Thus, \( \varvec{a}_1+\varvec{a}_2\) admits a normal extension, and in particular, it is formally normal. The formal normality of \(\varvec{a}_1+\varvec{a}_3\) and \(\varvec{a}_2+\varvec{a}_3\) is verified similarly. \(\square \)

We conclude that Lemma 1 in conjuction with Lemma 2 implies that the Hamiltonian (39) is a formally normal operator.

3.2 The Difference Equations and F-Duality

In the position representation (4), the spectral problem (41) is equivalent to the following system of functional difference equations

$$\begin{aligned} \Psi (x-i\mathsf {b})+\mathsf {q}^{-1}e^{-2\pi \mathsf {b}x}\Psi (x+i\mathsf {b})= & {} (E-e^{2\pi \mathsf {b}x})\Psi (x), \end{aligned}$$
(55)
$$\begin{aligned} \Psi (x-i\bar{\mathsf {b}})+\bar{\mathsf {q}}e^{-2\pi \bar{\mathsf {b}} x}\Psi (x+i\bar{\mathsf {b}})= & {} {} (\bar{E}-e^{2\pi {\bar{\mathsf {b}}} x})\Psi (x), \end{aligned}$$
(56)

where \(\Psi (x){:}=\langle x|\Psi \rangle \). We are looking for a holomorphic function \(\Psi :\mathbb {C}\rightarrow \mathbb {C}\) that solves the functional Eqs. (55), (56) and whose restriction to the real axis is square integrable.

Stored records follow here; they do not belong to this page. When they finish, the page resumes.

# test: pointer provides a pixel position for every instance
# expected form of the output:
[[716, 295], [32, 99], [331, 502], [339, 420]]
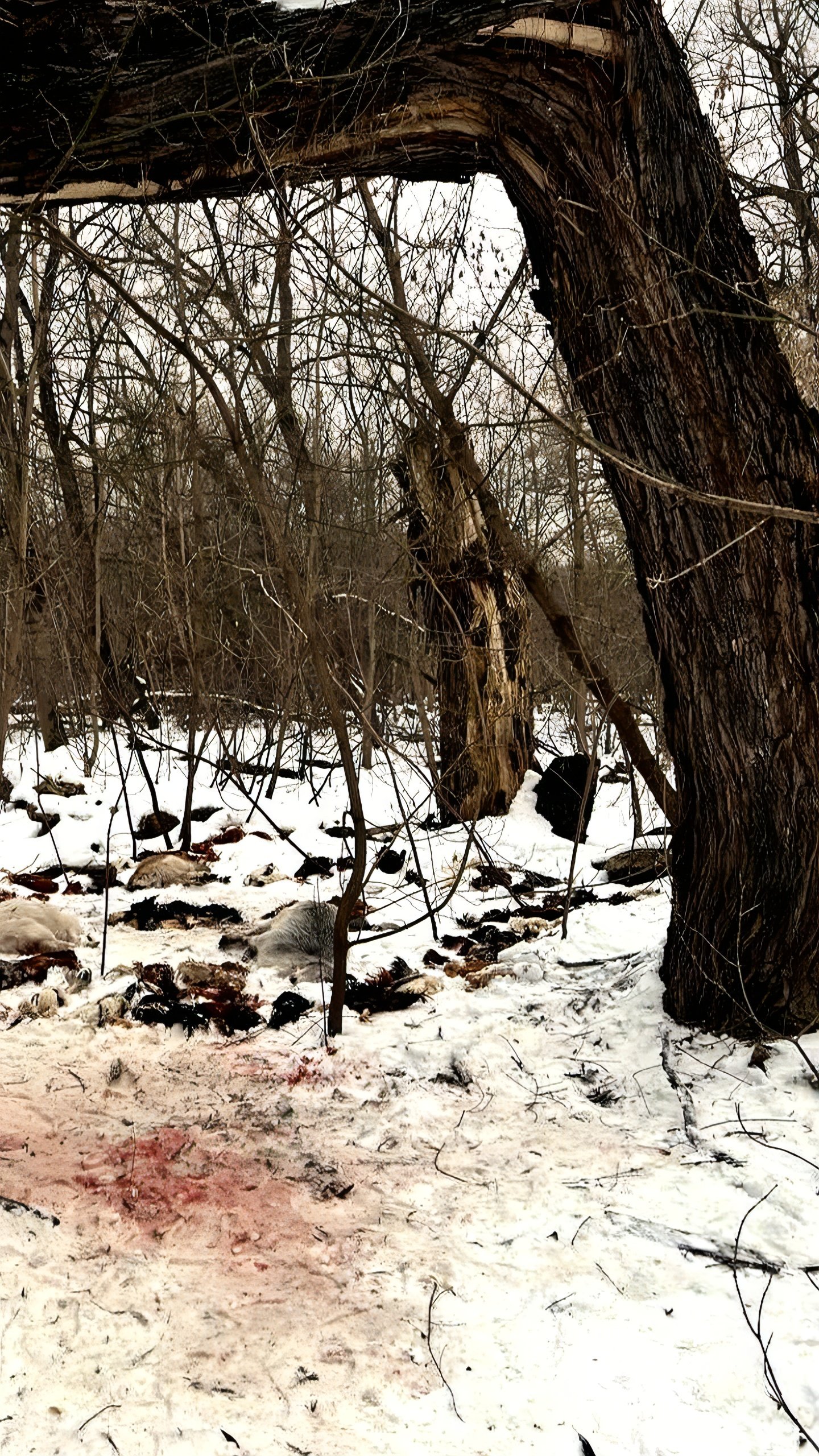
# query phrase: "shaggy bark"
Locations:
[[477, 619], [655, 297]]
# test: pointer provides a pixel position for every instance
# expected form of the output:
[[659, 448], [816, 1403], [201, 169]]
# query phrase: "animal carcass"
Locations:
[[32, 928]]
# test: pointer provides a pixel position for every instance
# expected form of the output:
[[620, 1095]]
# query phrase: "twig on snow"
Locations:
[[435, 1296], [755, 1327]]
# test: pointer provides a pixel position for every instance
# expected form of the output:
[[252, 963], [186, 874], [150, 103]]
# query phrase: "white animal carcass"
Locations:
[[159, 871], [32, 928]]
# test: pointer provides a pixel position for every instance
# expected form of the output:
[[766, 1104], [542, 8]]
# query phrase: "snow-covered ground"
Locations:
[[475, 1226]]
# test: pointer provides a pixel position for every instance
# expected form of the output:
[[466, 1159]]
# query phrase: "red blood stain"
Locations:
[[172, 1177], [305, 1070]]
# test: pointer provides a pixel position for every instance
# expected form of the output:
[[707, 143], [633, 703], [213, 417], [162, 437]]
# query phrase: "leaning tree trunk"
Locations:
[[655, 297], [477, 622]]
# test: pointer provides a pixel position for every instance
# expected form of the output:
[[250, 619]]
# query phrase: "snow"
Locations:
[[264, 1242]]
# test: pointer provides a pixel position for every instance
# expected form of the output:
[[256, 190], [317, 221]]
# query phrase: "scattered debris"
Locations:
[[266, 877], [392, 989], [152, 915], [288, 1008], [167, 1004], [43, 1004], [18, 1209], [228, 976]]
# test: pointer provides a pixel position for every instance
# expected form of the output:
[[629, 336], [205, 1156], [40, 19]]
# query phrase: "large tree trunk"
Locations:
[[655, 297], [477, 619]]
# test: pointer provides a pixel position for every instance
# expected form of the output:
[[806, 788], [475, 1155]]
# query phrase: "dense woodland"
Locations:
[[346, 453]]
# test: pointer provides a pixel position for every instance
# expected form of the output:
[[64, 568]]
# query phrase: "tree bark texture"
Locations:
[[477, 621], [653, 293]]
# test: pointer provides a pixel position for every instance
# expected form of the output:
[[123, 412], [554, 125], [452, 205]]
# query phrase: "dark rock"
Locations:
[[560, 796], [636, 867], [101, 875], [42, 817], [314, 865], [288, 1008], [491, 877], [148, 915], [384, 991], [42, 884], [154, 825], [435, 958], [65, 791], [617, 775], [229, 836]]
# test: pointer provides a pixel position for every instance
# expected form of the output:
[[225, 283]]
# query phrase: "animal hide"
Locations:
[[32, 928]]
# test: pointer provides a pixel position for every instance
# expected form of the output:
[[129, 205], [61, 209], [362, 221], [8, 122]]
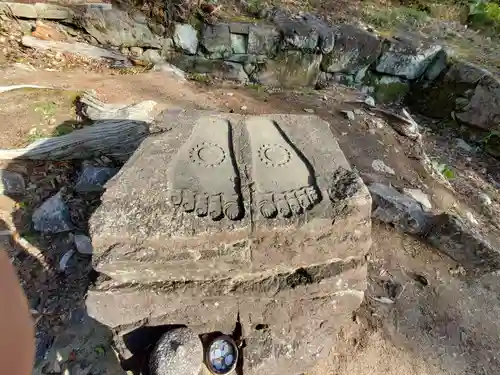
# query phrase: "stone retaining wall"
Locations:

Equations (55) and (56) are related to each other by the simultaneous substitutions

$$\begin{aligned} \mathsf {b}\leftrightarrow {\bar{\mathsf {b}}},\quad \mathsf {q}\leftrightarrow 1/\bar{\mathsf {q}},\quad E\leftrightarrow {\bar{E}} \end{aligned}$$
(57)

which correspond to the Faddeev (modular) duality [7] and which we abbreviate as F-duality. For this reason, in what follows, we will write only one equation (containing the variables E and \({\mathsf {q}}\)), but implicitly there will always be a second accompanying equation. In constructing solutions, we will follow the principle of F-duality corresponding to the invariance of solutions under above substitutions. In this case, it will suffice to check only one equation as the other one will be satisfied automatically.

4 F-dual Asymptotics at \(x\rightarrow \pm \infty \)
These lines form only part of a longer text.